I think that perhaps my lengthy experience with Mystery Science Theater 3000 and the cinematic fare it showcased caused me to immediately see in Lost Highway all the hallmarks of a film that Tom, Mike and Crow would weep bitterly after being exposed to. There is no linear plot, or even linear subplots, with a few exceptions; the actors are rather second-rate (with all due respect, Mr. Bill Pullman, you will always be Lone Star, unless you find another facial expression or two); and the sex scenes are, quite frankly, out of control. I think Patricia Arquette spends at least half her screen time in this film naked and having sex.

But enough about the story, or lack thereof. I want to comment on the style a moment. Mr. Lynch, why the glacially slow dialogue and protracted silences in the beginning of the film? Why the bizarre (but funny) tailgating incident? Why the constant, gratuitous sex? Are there answers to these questions? Do they all have the same answer?

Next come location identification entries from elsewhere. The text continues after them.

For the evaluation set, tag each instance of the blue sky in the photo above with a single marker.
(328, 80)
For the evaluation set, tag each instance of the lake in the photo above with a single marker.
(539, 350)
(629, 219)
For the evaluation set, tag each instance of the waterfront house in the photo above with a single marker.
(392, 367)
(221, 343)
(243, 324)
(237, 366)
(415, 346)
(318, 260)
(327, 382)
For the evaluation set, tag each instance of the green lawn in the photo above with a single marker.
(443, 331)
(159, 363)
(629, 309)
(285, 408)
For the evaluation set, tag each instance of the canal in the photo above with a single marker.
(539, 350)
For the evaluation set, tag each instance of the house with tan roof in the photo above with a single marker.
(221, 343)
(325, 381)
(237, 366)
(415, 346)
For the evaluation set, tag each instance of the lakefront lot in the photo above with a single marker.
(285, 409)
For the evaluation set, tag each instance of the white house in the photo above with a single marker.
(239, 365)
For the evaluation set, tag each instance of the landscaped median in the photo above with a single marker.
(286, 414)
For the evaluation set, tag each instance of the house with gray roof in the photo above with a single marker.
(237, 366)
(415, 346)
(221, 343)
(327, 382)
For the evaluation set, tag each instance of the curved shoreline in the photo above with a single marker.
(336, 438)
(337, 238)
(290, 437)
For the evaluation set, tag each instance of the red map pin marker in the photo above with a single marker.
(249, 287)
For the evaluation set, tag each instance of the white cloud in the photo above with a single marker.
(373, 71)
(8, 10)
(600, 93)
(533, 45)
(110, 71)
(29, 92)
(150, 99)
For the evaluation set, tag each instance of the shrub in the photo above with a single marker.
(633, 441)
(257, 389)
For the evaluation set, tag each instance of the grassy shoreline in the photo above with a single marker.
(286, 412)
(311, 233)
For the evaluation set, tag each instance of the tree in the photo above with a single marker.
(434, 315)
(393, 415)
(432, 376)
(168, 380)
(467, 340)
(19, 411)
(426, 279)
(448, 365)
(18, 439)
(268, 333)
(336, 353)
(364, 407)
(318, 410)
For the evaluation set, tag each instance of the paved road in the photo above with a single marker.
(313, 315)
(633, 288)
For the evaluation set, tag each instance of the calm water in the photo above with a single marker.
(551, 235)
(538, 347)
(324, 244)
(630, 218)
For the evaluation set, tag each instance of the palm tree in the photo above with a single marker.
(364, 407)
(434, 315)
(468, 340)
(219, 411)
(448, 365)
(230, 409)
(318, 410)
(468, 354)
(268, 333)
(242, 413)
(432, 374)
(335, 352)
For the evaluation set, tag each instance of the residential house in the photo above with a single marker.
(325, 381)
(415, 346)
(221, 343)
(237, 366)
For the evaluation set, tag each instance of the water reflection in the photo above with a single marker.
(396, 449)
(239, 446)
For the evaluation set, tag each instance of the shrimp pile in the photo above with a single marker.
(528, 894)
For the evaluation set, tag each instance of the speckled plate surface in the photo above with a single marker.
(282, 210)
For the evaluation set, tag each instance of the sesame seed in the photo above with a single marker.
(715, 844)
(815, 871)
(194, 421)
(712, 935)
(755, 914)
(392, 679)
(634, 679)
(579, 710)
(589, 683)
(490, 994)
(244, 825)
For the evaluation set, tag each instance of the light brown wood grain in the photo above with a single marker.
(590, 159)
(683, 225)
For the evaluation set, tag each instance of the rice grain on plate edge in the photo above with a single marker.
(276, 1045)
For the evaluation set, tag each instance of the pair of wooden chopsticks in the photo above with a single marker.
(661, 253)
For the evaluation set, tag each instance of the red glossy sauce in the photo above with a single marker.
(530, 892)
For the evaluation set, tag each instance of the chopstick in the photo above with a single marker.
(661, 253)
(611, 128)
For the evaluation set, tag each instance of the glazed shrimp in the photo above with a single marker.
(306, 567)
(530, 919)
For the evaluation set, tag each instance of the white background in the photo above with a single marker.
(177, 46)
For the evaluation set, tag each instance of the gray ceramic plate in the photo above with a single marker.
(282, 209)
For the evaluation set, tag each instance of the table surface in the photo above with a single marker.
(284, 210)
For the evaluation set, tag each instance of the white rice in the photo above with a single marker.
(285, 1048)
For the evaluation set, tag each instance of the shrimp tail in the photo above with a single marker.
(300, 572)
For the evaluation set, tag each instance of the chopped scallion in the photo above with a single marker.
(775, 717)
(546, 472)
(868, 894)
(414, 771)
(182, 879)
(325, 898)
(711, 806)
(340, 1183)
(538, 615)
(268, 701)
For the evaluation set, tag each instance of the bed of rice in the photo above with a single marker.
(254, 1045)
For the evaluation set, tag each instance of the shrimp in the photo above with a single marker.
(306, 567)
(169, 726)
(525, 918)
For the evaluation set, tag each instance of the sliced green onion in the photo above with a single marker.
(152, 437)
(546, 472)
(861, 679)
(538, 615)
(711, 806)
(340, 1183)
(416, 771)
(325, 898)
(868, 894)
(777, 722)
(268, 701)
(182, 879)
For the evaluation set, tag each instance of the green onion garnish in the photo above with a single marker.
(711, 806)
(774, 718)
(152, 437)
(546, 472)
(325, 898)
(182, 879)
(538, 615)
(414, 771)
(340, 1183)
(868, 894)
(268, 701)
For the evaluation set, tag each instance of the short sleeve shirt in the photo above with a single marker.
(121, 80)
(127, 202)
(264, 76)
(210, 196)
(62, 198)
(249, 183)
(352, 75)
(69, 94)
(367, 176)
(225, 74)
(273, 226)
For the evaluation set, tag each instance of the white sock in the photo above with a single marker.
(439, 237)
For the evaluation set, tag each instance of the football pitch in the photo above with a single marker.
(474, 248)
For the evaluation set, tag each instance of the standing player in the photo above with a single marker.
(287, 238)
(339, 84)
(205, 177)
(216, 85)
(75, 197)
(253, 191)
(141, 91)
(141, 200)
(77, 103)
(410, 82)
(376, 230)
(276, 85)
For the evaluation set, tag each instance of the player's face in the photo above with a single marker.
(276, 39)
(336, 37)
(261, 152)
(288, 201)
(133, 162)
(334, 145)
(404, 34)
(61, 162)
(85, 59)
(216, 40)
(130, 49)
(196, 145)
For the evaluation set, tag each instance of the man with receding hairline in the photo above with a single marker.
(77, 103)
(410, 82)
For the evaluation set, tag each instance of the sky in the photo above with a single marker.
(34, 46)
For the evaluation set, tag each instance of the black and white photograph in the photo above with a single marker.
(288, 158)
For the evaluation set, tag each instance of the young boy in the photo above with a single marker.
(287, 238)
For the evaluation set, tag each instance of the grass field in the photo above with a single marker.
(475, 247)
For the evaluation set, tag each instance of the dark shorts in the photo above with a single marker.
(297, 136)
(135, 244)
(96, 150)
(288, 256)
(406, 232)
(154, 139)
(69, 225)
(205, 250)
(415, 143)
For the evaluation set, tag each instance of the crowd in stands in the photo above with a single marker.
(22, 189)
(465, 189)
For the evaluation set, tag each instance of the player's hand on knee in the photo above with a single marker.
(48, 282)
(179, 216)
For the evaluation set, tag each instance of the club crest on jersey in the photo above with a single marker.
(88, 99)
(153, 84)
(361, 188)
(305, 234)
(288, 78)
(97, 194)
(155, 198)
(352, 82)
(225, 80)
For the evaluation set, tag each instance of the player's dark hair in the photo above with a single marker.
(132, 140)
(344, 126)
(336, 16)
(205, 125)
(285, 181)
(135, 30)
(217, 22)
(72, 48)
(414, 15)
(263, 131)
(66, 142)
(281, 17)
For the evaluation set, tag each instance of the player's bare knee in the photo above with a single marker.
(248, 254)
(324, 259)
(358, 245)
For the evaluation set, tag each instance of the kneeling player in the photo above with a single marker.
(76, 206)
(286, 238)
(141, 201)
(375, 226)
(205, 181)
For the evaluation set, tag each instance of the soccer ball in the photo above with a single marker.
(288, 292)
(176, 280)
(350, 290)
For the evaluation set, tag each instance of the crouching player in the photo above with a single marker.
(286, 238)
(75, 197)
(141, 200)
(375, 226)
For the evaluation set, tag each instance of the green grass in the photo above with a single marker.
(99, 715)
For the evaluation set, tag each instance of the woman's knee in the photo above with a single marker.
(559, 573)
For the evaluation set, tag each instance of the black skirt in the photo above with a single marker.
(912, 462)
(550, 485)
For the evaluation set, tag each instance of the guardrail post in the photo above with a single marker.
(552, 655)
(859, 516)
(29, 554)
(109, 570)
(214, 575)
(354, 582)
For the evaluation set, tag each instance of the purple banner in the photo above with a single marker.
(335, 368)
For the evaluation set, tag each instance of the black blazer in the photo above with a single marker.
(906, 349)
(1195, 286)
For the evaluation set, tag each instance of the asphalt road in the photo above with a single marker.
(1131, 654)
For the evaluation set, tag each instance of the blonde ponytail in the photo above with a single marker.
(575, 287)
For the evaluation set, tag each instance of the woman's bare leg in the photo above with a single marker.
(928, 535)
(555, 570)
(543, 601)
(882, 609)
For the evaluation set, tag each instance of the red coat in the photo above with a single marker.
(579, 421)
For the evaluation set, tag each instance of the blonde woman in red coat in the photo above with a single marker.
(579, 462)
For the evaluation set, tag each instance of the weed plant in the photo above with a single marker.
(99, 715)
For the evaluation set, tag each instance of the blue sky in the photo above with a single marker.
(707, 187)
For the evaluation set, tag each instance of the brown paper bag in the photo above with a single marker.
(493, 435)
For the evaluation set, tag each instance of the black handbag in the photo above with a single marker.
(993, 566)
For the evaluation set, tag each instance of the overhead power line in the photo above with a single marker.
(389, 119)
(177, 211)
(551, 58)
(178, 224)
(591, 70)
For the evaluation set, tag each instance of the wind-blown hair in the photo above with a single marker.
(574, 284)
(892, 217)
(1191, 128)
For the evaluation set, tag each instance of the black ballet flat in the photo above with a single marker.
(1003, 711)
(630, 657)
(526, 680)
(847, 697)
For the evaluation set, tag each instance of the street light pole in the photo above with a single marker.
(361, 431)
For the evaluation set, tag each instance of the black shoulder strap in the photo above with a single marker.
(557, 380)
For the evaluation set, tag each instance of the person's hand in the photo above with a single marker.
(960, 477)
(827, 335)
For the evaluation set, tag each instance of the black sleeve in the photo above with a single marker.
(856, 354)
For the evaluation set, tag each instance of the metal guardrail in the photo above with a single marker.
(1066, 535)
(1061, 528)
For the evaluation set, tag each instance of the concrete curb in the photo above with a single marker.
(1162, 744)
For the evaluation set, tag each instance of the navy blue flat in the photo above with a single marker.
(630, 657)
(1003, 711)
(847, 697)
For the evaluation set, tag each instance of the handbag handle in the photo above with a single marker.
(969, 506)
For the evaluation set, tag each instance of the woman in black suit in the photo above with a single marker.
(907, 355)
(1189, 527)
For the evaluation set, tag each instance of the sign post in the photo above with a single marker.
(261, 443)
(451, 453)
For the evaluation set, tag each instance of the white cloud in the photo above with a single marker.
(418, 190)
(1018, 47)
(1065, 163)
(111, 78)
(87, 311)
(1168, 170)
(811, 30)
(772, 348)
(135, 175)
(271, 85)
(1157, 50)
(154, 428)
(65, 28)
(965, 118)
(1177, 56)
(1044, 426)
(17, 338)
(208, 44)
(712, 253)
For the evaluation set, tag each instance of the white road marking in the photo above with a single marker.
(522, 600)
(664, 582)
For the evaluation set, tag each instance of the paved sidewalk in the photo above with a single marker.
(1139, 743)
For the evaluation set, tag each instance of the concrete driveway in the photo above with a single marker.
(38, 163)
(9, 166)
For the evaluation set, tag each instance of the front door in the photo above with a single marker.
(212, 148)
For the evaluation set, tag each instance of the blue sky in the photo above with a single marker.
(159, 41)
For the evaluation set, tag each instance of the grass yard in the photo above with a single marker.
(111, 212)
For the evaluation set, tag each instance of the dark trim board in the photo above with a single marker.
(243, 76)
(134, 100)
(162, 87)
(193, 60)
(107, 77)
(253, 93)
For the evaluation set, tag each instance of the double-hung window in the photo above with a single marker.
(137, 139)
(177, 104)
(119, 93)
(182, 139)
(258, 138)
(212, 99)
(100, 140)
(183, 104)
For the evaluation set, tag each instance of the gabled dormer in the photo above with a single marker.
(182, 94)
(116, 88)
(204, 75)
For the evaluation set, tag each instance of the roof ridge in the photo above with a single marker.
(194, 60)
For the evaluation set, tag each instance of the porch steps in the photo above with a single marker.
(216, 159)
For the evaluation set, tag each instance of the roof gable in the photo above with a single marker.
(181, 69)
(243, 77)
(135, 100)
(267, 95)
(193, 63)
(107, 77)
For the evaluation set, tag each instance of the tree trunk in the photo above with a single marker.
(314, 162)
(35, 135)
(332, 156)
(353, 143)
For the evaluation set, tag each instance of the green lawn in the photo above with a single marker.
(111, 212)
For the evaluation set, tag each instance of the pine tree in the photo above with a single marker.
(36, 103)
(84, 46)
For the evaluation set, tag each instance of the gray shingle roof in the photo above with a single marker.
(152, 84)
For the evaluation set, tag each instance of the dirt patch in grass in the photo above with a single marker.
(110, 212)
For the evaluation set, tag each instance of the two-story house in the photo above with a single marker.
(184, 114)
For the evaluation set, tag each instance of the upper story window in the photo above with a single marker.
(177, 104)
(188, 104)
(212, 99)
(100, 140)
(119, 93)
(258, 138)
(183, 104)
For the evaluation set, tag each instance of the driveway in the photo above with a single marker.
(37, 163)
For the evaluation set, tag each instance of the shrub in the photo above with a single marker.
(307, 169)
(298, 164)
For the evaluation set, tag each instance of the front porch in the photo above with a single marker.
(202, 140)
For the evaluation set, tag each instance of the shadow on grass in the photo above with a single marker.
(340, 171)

One commentator, found on the Internet Movie Database, noted that the entire film was like a dream. That is one way I can look at this film – someone’s dream caught on celluloid. But the “Pete” section is too cogent for a dream. However, the random, slow, and often jerky imagery of the half-hour “prologue” is extremely dream-like, and even the switch between the Renee character to the Alison character (or is it vice versa?), both played by Arquette, can be seen with some swevenic logic.

I think the primary reason I felt I should memorialize the occasion of watching Lost Highway with this commentary is that I actually went to th Internet afterwards and read reviews and interviews in an effort to make sense of the film. I failed, miserably. Lynch will reveal nothing, leaving this miasma of random images and microscopic plots to the personal interpretation of the viewer. I have come away with a sense that I have either a.) missed the point entirely due to my inability (from a lack of either intelligence or savvy) to “get” the film; or b.) been severely cheated by watching the cinematic equivalent of a Modernist novel without the heart or soul buried within. Lynch expressly called the film a “story,” but to appreciate a story, humans need characters that they care about (in some way, good or bad) and some kind of strong emotional or logical thread throughout the work (and if it is fear of intimacy, as some have suggested, then it is nearly immolated by imagery and randomness). Everything else is just throwing stuff at the wall and seeing what happens to stick.